First, create a mapping for this index and specify the date_posted field as the date type:

PUT blogs
{
  "mappings" : {
    "properties" :  {
      "date_posted" : {
        "type" : "date",
        "format" : "yyyy-MM-dd"
      }
    }
  }
}

Next, index the following documents into the blogs index:

PUT blogs/_doc/1
{
  "name": "Semantic search in OpenSearch",
  "date_posted": "2022-04-17"
}

PUT blogs/_doc/2
{
  "name": "Sparse search in OpenSearch",
  "date_posted": "2022-05-02"
}

PUT blogs/_doc/3
{
  "name": "Distributed tracing with Data Prepper",
  "date_posted": "2022-04-25"
}

PUT blogs/_doc/4
{
  "name": "Observability in OpenSearch",
  "date_posted": "2023-03-23"
}

To use the auto_date_histogram aggregation, specify the field containing the date or timestamp values. For example, to aggregate blog posts by date_posted into two buckets, send the following request:

GET /blogs/_search
{
  "size": 0,
  "aggs": {
    "histogram": {
      "auto_date_histogram": {
        "field": "date_posted",
        "buckets": 2
      }
    }
  }
}

The response shows that the blog posts were aggregated into two buckets. The interval was automatically set to 1 year, with all three 2022 blog posts collected in one bucket and the 2023 blog post in another:

{
  "took": 20,
  "timed_out": false,
  "_shards": {
    "total": 1,
    "successful": 1,
    "skipped": 0,
    "failed": 0
  },
  "hits": {
    "total": {
      "value": 4,
      "relation": "eq"
    },
    "max_score": null,
    "hits": []
  },
  "aggregations": {
    "histogram": {
      "buckets": [
        {
          "key_as_string": "2022-01-01",
          "key": 1640995200000,
          "doc_count": 3
        },
        {
          "key_as_string": "2023-01-01",
          "key": 1672531200000,
          "doc_count": 1
        }
      ],
      "interval": "1y"
    }
  }
}

Returned buckets

Each bucket contains the following information:

{
  "key_as_string": "2023-01-01",
  "key": 1672531200000,
  "doc_count": 1
}

In OpenSearch, dates are internally stored as 64-bit integers representing timestamps in milliseconds since the epoch. In the aggregation response, each bucket key is returned as such a timestamp. The key_as_string value shows the same timestamp but formatted as a date string based on the format parameter. The doc_count field contains the number of documents in the bucket.

Parameters

Auto-interval date histogram aggregations accept the following parameters.
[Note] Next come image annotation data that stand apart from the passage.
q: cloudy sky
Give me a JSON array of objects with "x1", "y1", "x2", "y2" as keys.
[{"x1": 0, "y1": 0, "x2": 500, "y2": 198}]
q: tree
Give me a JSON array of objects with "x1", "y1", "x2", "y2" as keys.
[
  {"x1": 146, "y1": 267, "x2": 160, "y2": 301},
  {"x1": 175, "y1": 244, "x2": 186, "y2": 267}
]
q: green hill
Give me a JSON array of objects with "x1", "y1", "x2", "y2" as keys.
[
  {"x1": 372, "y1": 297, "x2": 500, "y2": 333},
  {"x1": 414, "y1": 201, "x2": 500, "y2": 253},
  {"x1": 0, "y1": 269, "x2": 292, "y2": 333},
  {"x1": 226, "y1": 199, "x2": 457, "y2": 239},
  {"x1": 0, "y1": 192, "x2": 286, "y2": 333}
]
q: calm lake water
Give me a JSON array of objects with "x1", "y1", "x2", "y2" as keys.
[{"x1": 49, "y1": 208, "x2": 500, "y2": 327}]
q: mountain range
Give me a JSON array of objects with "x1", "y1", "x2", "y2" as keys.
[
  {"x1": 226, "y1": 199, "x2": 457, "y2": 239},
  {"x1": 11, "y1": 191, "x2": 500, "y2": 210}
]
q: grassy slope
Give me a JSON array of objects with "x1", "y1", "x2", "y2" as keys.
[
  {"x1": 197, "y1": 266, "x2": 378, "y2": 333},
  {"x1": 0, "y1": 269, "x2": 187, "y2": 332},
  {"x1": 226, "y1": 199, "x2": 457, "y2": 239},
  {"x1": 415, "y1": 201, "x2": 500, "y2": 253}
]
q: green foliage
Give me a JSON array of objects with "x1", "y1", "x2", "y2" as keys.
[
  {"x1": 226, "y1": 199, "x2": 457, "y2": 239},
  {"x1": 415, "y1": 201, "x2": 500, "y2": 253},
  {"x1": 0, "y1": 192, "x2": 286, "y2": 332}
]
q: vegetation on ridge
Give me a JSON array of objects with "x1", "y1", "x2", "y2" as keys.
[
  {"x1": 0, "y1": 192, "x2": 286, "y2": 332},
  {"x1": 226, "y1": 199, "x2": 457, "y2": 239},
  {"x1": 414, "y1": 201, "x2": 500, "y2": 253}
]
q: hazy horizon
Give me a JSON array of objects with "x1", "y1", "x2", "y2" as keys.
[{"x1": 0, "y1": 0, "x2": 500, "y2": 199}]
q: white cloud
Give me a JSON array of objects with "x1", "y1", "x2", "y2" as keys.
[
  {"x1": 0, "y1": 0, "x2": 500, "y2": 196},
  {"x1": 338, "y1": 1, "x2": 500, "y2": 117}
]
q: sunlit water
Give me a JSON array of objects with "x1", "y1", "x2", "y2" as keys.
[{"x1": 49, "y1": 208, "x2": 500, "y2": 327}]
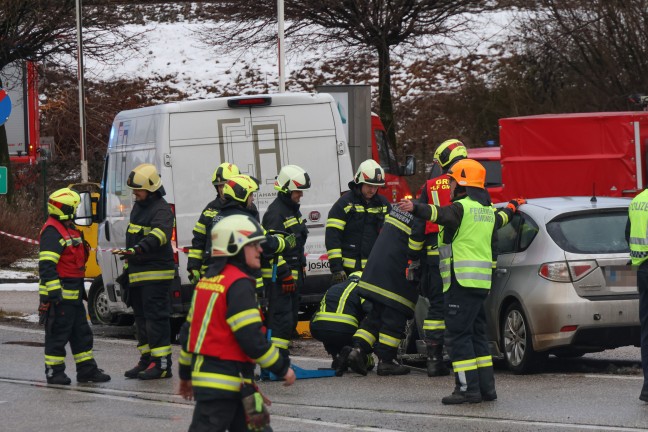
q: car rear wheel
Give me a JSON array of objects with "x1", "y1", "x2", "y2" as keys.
[{"x1": 501, "y1": 302, "x2": 547, "y2": 374}]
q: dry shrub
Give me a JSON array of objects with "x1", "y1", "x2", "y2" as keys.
[{"x1": 0, "y1": 191, "x2": 43, "y2": 267}]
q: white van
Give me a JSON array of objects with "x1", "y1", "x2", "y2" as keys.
[{"x1": 88, "y1": 93, "x2": 353, "y2": 323}]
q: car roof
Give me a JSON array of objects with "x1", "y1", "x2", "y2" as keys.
[{"x1": 520, "y1": 196, "x2": 632, "y2": 223}]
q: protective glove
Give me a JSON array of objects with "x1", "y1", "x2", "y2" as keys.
[
  {"x1": 284, "y1": 234, "x2": 297, "y2": 250},
  {"x1": 407, "y1": 260, "x2": 421, "y2": 282},
  {"x1": 281, "y1": 274, "x2": 297, "y2": 294},
  {"x1": 506, "y1": 198, "x2": 526, "y2": 213},
  {"x1": 187, "y1": 269, "x2": 200, "y2": 285},
  {"x1": 241, "y1": 384, "x2": 270, "y2": 432},
  {"x1": 331, "y1": 270, "x2": 347, "y2": 285},
  {"x1": 38, "y1": 300, "x2": 51, "y2": 325}
]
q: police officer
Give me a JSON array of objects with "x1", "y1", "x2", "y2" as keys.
[
  {"x1": 626, "y1": 189, "x2": 648, "y2": 402},
  {"x1": 179, "y1": 214, "x2": 295, "y2": 432},
  {"x1": 262, "y1": 165, "x2": 311, "y2": 355},
  {"x1": 325, "y1": 159, "x2": 391, "y2": 284},
  {"x1": 400, "y1": 159, "x2": 525, "y2": 404},
  {"x1": 408, "y1": 139, "x2": 468, "y2": 377},
  {"x1": 187, "y1": 162, "x2": 240, "y2": 284},
  {"x1": 310, "y1": 271, "x2": 373, "y2": 369},
  {"x1": 38, "y1": 188, "x2": 110, "y2": 385},
  {"x1": 336, "y1": 206, "x2": 418, "y2": 376},
  {"x1": 115, "y1": 164, "x2": 176, "y2": 380}
]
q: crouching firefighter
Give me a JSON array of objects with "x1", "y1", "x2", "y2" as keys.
[
  {"x1": 113, "y1": 164, "x2": 176, "y2": 380},
  {"x1": 38, "y1": 188, "x2": 110, "y2": 385},
  {"x1": 399, "y1": 159, "x2": 526, "y2": 404},
  {"x1": 178, "y1": 214, "x2": 295, "y2": 432},
  {"x1": 310, "y1": 271, "x2": 374, "y2": 370},
  {"x1": 336, "y1": 206, "x2": 418, "y2": 376}
]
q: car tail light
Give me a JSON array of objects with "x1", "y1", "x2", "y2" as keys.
[
  {"x1": 169, "y1": 204, "x2": 178, "y2": 264},
  {"x1": 538, "y1": 261, "x2": 598, "y2": 282}
]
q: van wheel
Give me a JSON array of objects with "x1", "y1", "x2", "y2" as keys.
[
  {"x1": 88, "y1": 276, "x2": 117, "y2": 325},
  {"x1": 501, "y1": 302, "x2": 547, "y2": 374}
]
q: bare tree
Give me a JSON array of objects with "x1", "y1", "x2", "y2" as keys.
[
  {"x1": 0, "y1": 0, "x2": 138, "y2": 201},
  {"x1": 195, "y1": 0, "x2": 488, "y2": 152}
]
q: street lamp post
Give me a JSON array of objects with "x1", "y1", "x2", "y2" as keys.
[{"x1": 76, "y1": 0, "x2": 88, "y2": 183}]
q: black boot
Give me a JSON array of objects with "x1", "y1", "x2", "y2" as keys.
[
  {"x1": 335, "y1": 346, "x2": 352, "y2": 376},
  {"x1": 376, "y1": 359, "x2": 410, "y2": 376},
  {"x1": 349, "y1": 347, "x2": 367, "y2": 376},
  {"x1": 77, "y1": 368, "x2": 110, "y2": 382},
  {"x1": 426, "y1": 345, "x2": 450, "y2": 377},
  {"x1": 441, "y1": 390, "x2": 482, "y2": 405}
]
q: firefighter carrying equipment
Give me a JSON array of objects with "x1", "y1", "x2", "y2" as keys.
[
  {"x1": 434, "y1": 139, "x2": 468, "y2": 168},
  {"x1": 448, "y1": 159, "x2": 486, "y2": 189},
  {"x1": 223, "y1": 174, "x2": 259, "y2": 205},
  {"x1": 212, "y1": 162, "x2": 241, "y2": 187},
  {"x1": 274, "y1": 165, "x2": 310, "y2": 193},
  {"x1": 211, "y1": 214, "x2": 266, "y2": 257},
  {"x1": 126, "y1": 164, "x2": 162, "y2": 192},
  {"x1": 353, "y1": 159, "x2": 385, "y2": 186},
  {"x1": 47, "y1": 188, "x2": 81, "y2": 221}
]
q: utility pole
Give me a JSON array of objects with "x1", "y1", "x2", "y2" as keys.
[
  {"x1": 277, "y1": 0, "x2": 286, "y2": 93},
  {"x1": 76, "y1": 0, "x2": 88, "y2": 183}
]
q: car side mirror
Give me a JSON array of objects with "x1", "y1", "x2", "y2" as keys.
[
  {"x1": 399, "y1": 155, "x2": 416, "y2": 176},
  {"x1": 74, "y1": 192, "x2": 92, "y2": 226}
]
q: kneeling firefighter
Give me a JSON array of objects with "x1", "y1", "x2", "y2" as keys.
[{"x1": 38, "y1": 188, "x2": 110, "y2": 385}]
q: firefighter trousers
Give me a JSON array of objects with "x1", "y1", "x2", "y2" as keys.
[
  {"x1": 268, "y1": 268, "x2": 304, "y2": 354},
  {"x1": 421, "y1": 263, "x2": 445, "y2": 346},
  {"x1": 45, "y1": 301, "x2": 97, "y2": 377},
  {"x1": 129, "y1": 281, "x2": 172, "y2": 370},
  {"x1": 444, "y1": 284, "x2": 495, "y2": 394},
  {"x1": 353, "y1": 302, "x2": 411, "y2": 362}
]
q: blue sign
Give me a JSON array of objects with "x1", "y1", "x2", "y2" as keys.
[{"x1": 0, "y1": 89, "x2": 11, "y2": 126}]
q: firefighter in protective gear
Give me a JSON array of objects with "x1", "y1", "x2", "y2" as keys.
[
  {"x1": 117, "y1": 164, "x2": 177, "y2": 380},
  {"x1": 626, "y1": 189, "x2": 648, "y2": 402},
  {"x1": 262, "y1": 165, "x2": 311, "y2": 356},
  {"x1": 325, "y1": 159, "x2": 391, "y2": 284},
  {"x1": 336, "y1": 206, "x2": 418, "y2": 376},
  {"x1": 310, "y1": 271, "x2": 373, "y2": 370},
  {"x1": 410, "y1": 139, "x2": 468, "y2": 377},
  {"x1": 179, "y1": 214, "x2": 295, "y2": 432},
  {"x1": 210, "y1": 174, "x2": 295, "y2": 300},
  {"x1": 399, "y1": 159, "x2": 526, "y2": 404},
  {"x1": 187, "y1": 162, "x2": 240, "y2": 284},
  {"x1": 38, "y1": 188, "x2": 110, "y2": 385}
]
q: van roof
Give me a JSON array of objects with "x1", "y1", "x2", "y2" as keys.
[{"x1": 117, "y1": 93, "x2": 334, "y2": 119}]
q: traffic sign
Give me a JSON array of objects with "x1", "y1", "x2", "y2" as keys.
[
  {"x1": 0, "y1": 167, "x2": 9, "y2": 195},
  {"x1": 0, "y1": 88, "x2": 11, "y2": 126}
]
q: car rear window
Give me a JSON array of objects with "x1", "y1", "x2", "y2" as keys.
[{"x1": 547, "y1": 210, "x2": 630, "y2": 254}]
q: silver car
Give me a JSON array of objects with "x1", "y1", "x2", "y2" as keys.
[{"x1": 485, "y1": 197, "x2": 639, "y2": 373}]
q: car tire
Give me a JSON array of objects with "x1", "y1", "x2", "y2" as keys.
[
  {"x1": 88, "y1": 276, "x2": 117, "y2": 325},
  {"x1": 500, "y1": 302, "x2": 547, "y2": 374}
]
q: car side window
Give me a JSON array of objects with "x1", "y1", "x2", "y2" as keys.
[
  {"x1": 497, "y1": 214, "x2": 521, "y2": 254},
  {"x1": 516, "y1": 215, "x2": 539, "y2": 252}
]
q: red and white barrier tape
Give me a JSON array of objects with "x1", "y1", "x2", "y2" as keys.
[{"x1": 0, "y1": 231, "x2": 328, "y2": 261}]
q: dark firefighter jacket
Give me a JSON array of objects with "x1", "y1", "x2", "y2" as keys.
[
  {"x1": 262, "y1": 192, "x2": 308, "y2": 268},
  {"x1": 311, "y1": 275, "x2": 371, "y2": 334},
  {"x1": 325, "y1": 182, "x2": 391, "y2": 273},
  {"x1": 358, "y1": 206, "x2": 418, "y2": 316},
  {"x1": 187, "y1": 197, "x2": 223, "y2": 271},
  {"x1": 179, "y1": 259, "x2": 290, "y2": 401},
  {"x1": 38, "y1": 216, "x2": 89, "y2": 303},
  {"x1": 410, "y1": 174, "x2": 451, "y2": 266},
  {"x1": 126, "y1": 192, "x2": 175, "y2": 286}
]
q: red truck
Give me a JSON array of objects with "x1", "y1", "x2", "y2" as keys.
[{"x1": 468, "y1": 111, "x2": 648, "y2": 202}]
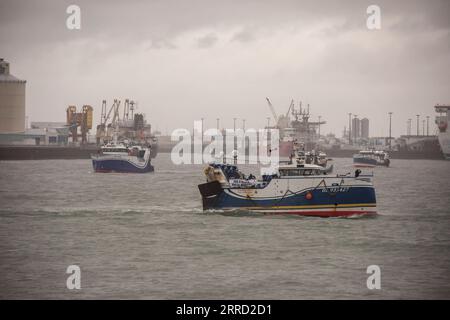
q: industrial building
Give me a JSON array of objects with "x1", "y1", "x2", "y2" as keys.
[{"x1": 361, "y1": 118, "x2": 369, "y2": 139}]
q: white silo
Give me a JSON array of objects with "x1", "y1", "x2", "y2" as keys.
[{"x1": 0, "y1": 58, "x2": 26, "y2": 133}]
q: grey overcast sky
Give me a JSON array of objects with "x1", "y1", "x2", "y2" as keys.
[{"x1": 0, "y1": 0, "x2": 450, "y2": 136}]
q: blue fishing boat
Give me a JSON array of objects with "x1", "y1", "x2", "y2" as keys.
[
  {"x1": 198, "y1": 152, "x2": 376, "y2": 217},
  {"x1": 91, "y1": 143, "x2": 154, "y2": 173},
  {"x1": 353, "y1": 150, "x2": 391, "y2": 168}
]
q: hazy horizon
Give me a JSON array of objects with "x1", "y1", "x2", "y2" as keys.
[{"x1": 0, "y1": 0, "x2": 450, "y2": 136}]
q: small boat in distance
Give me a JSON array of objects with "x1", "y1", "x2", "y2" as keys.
[
  {"x1": 353, "y1": 150, "x2": 391, "y2": 168},
  {"x1": 91, "y1": 143, "x2": 154, "y2": 173},
  {"x1": 198, "y1": 157, "x2": 376, "y2": 217}
]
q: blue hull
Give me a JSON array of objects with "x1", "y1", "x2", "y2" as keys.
[
  {"x1": 92, "y1": 159, "x2": 154, "y2": 173},
  {"x1": 199, "y1": 184, "x2": 376, "y2": 217}
]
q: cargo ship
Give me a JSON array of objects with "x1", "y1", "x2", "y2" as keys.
[
  {"x1": 266, "y1": 98, "x2": 326, "y2": 158},
  {"x1": 96, "y1": 99, "x2": 158, "y2": 158},
  {"x1": 434, "y1": 104, "x2": 450, "y2": 160}
]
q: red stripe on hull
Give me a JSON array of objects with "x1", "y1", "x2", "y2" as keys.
[{"x1": 266, "y1": 210, "x2": 377, "y2": 218}]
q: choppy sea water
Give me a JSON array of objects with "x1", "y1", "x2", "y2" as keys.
[{"x1": 0, "y1": 154, "x2": 450, "y2": 299}]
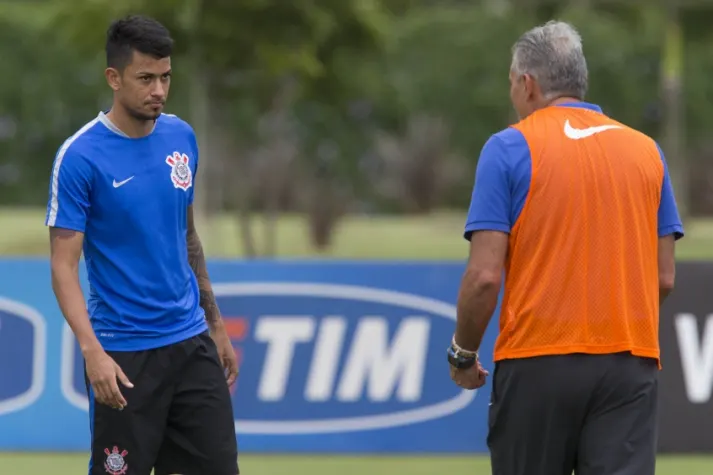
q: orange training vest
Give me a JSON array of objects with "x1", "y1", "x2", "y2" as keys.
[{"x1": 495, "y1": 106, "x2": 664, "y2": 361}]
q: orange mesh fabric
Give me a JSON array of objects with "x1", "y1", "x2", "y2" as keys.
[{"x1": 495, "y1": 107, "x2": 664, "y2": 361}]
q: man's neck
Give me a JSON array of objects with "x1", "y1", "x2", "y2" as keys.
[
  {"x1": 546, "y1": 97, "x2": 582, "y2": 107},
  {"x1": 106, "y1": 104, "x2": 156, "y2": 138}
]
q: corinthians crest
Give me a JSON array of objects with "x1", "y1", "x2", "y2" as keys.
[
  {"x1": 166, "y1": 152, "x2": 193, "y2": 191},
  {"x1": 104, "y1": 445, "x2": 129, "y2": 475}
]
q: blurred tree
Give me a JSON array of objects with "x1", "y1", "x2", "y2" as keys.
[{"x1": 41, "y1": 0, "x2": 387, "y2": 255}]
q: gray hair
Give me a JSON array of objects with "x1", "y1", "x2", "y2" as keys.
[{"x1": 511, "y1": 21, "x2": 588, "y2": 99}]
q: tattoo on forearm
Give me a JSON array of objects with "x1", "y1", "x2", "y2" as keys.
[{"x1": 187, "y1": 230, "x2": 220, "y2": 323}]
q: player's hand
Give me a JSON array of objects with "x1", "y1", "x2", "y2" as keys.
[
  {"x1": 84, "y1": 349, "x2": 134, "y2": 410},
  {"x1": 210, "y1": 321, "x2": 238, "y2": 386},
  {"x1": 450, "y1": 361, "x2": 490, "y2": 390}
]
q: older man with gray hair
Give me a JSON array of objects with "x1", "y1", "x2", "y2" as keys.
[{"x1": 448, "y1": 22, "x2": 683, "y2": 475}]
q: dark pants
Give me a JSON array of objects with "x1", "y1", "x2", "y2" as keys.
[
  {"x1": 488, "y1": 353, "x2": 658, "y2": 475},
  {"x1": 87, "y1": 332, "x2": 238, "y2": 475}
]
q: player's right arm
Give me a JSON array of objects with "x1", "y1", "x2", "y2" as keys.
[
  {"x1": 46, "y1": 147, "x2": 132, "y2": 409},
  {"x1": 658, "y1": 147, "x2": 683, "y2": 304}
]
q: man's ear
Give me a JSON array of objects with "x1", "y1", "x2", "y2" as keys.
[{"x1": 104, "y1": 68, "x2": 121, "y2": 91}]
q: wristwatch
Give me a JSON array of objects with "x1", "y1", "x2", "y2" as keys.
[{"x1": 448, "y1": 335, "x2": 478, "y2": 369}]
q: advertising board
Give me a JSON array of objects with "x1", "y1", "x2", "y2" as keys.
[{"x1": 0, "y1": 259, "x2": 713, "y2": 453}]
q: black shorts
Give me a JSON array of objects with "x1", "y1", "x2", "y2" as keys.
[
  {"x1": 488, "y1": 353, "x2": 658, "y2": 475},
  {"x1": 85, "y1": 332, "x2": 239, "y2": 475}
]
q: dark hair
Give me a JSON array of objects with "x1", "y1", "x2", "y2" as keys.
[{"x1": 106, "y1": 15, "x2": 173, "y2": 71}]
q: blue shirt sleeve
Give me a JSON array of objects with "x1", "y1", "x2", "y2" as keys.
[
  {"x1": 45, "y1": 144, "x2": 93, "y2": 232},
  {"x1": 188, "y1": 130, "x2": 199, "y2": 206},
  {"x1": 656, "y1": 144, "x2": 683, "y2": 240},
  {"x1": 464, "y1": 128, "x2": 532, "y2": 240}
]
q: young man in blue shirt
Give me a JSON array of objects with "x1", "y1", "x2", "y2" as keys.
[{"x1": 46, "y1": 16, "x2": 239, "y2": 475}]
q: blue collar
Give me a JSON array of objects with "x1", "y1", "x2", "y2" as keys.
[{"x1": 557, "y1": 102, "x2": 602, "y2": 114}]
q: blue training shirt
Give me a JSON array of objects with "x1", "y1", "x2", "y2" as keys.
[
  {"x1": 465, "y1": 102, "x2": 683, "y2": 240},
  {"x1": 45, "y1": 113, "x2": 207, "y2": 351}
]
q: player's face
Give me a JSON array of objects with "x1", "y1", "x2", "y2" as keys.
[{"x1": 115, "y1": 51, "x2": 171, "y2": 121}]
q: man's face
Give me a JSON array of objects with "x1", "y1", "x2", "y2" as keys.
[{"x1": 107, "y1": 51, "x2": 171, "y2": 121}]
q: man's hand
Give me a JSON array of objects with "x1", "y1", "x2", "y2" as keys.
[
  {"x1": 450, "y1": 362, "x2": 490, "y2": 390},
  {"x1": 84, "y1": 349, "x2": 134, "y2": 410},
  {"x1": 210, "y1": 320, "x2": 238, "y2": 386}
]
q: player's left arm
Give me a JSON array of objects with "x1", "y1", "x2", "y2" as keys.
[
  {"x1": 454, "y1": 136, "x2": 513, "y2": 351},
  {"x1": 186, "y1": 204, "x2": 238, "y2": 385},
  {"x1": 186, "y1": 205, "x2": 218, "y2": 329}
]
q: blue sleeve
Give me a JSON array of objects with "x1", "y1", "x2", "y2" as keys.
[
  {"x1": 464, "y1": 128, "x2": 532, "y2": 240},
  {"x1": 45, "y1": 144, "x2": 93, "y2": 232},
  {"x1": 656, "y1": 144, "x2": 683, "y2": 240},
  {"x1": 188, "y1": 129, "x2": 199, "y2": 206}
]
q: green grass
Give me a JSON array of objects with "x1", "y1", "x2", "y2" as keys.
[
  {"x1": 0, "y1": 454, "x2": 713, "y2": 475},
  {"x1": 0, "y1": 209, "x2": 713, "y2": 260}
]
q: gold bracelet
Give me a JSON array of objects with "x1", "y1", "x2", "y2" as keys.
[{"x1": 451, "y1": 335, "x2": 478, "y2": 358}]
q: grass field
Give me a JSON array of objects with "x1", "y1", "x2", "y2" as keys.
[
  {"x1": 0, "y1": 209, "x2": 713, "y2": 260},
  {"x1": 0, "y1": 454, "x2": 713, "y2": 475}
]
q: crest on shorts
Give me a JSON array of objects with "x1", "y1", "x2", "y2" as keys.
[
  {"x1": 166, "y1": 152, "x2": 193, "y2": 191},
  {"x1": 104, "y1": 445, "x2": 129, "y2": 475}
]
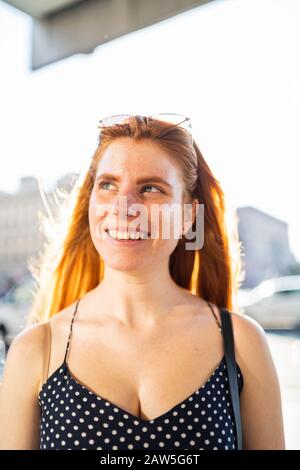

Parameter Data type Description
field String The field on which to aggregate. The field must contain the date or timestamp values. Either field or script is required.
buckets Integer The desired number of buckets. The returned number of buckets is less than or equal to the desired number. Optional. Default is 10.
minimum_interval String The minimum interval to be used. Specifying a minimum interval can make the aggregation process more efficient. Valid values are year, month, day, hour, minute, and second. Optional.
time_zone String Specifies to use a time zone other than the default (UTC) for bucketing and rounding. You can specify the time_zone parameter as a UTC offset, such as -04:00, or an IANA time zone ID, such as America/New_York. Optional. Default is UTC. For more information, see Time zone.
format String The format for returning dates representing bucket keys. Optional. Default is the format specified in the field mapping. For more information, see Date format.
script String A document-level or value-level script for aggregating values into buckets. Either field or script is required.
missing String Specifies how to handle documents in which the field value is missing. By default, such documents are ignored. If you specify a date value in the missing parameter, all documents in which the field value is missing are collected into the bucket with the specified date.

Date format

If you don’t specify the format parameter, the format defined in the field mapping is used (as seen in the preceding response). To modify the format, specify the format parameter:

GET /blogs/_search
{
  "size": 0,
  "aggs": {
    "histogram": {
      "auto_date_histogram": {
        "field": "date_posted",
        "format": "yyyy-MM-dd HH:mm:ss"
      }
    }
  }
}

The key_as_string field is now returned in the specified format:

{
  "key_as_string": "2023-01-01 00:00:00",
  "key": 1672531200000,
  "doc_count": 1
}

Alternatively, you can specify one of the built-in date formats:

GET /blogs/_search
{
  "size": 0,
  "aggs": {
    "histogram": {
      "auto_date_histogram": {
        "field": "date_posted",
        "format": "basic_date_time_no_millis"
      }
    }
  }
}

The key_as_string field is now returned in the specified format:

{
  "key_as_string": "20230101T000000Z",
  "key": 1672531200000,
  "doc_count": 1
}

Time zone

By default, dates are stored and processed in UTC. The time_zone parameter allows you to specify a different time zone for bucketing. You can specify the time_zone parameter as a UTC offset, such as -04:00, or an IANA time zone ID, such as America/New_York.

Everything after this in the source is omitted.